In Utah, where drought conditions are only expected to worsen in the years to come due to climate change, cryptomining’s excessive water consumption adds insult to injury. These facilities can use as much water as 300,000 households per year to keep their machines from overheating. That’s not progress. That’s abuse of an essential and scarce shared public resource.
And then there’s the noise. If you’ve never lived near a cryptomine, imagine a semi-truck engine running outside your window, 24/7. And under this law, local governments can’t stop them — even if residents are losing sleep or being driven away from their homes by the nonstop hum.
The cryptomining industry wants us to believe they’re ushering in the future. But the truth is, they’re dragging us backwards — toward more pollution, more waste, more corporate greed. Most Americans don’t use crypto, and many don’t even understand it. Yet our power bills, our water and our zoning laws are being usurped to prop it up.
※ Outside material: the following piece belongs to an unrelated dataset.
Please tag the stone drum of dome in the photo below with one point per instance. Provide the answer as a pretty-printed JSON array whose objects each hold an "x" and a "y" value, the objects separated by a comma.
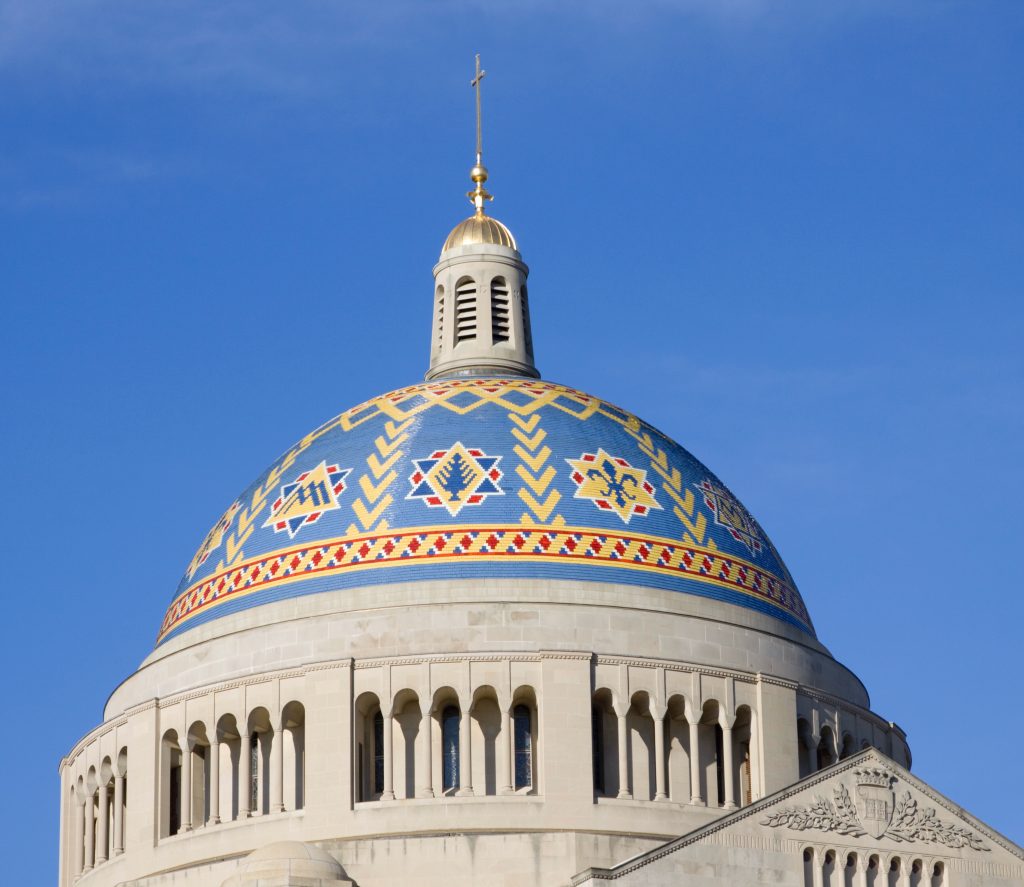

If lawmakers had bothered to look around, they’d see that other states have already learned this lesson the hard way. Arkansas passed a nearly identical bill last year. Chaos ensued. Noise complaints flooded in. Utility costs spiked. Lawmakers were forced to walk it back, and even co-sponsors admitted they were misled.
Utah should expect no different. Lawmakers and the crypto industry are celebrating the passage of this bill as a bipartisan win that will position the state to lead. But it’s a corporate giveaway, plain and simple. The crypto industry doesn’t need special protections. It needs real oversight — especially in states like ours, where precious natural resources and strong local governance are vital to our quality of life.
The crypto industry is massive and extremely well-resourced, but we’re fighting back. The National Coalition Against Cryptomining is already working in 18 states to stop this wave of deregulation. We’re building a bipartisan movement of everyday people — rural and urban, Republican and Democrat — who are sick of watching corporations upend our quality of life while our leaders cheer them on.
We need our elected officials to choose the people they serve over a financial fantasy and the deep-pocketed lobby behind it. We won’t stop fighting until our public funds, our natural resources and our communities are no longer for sale.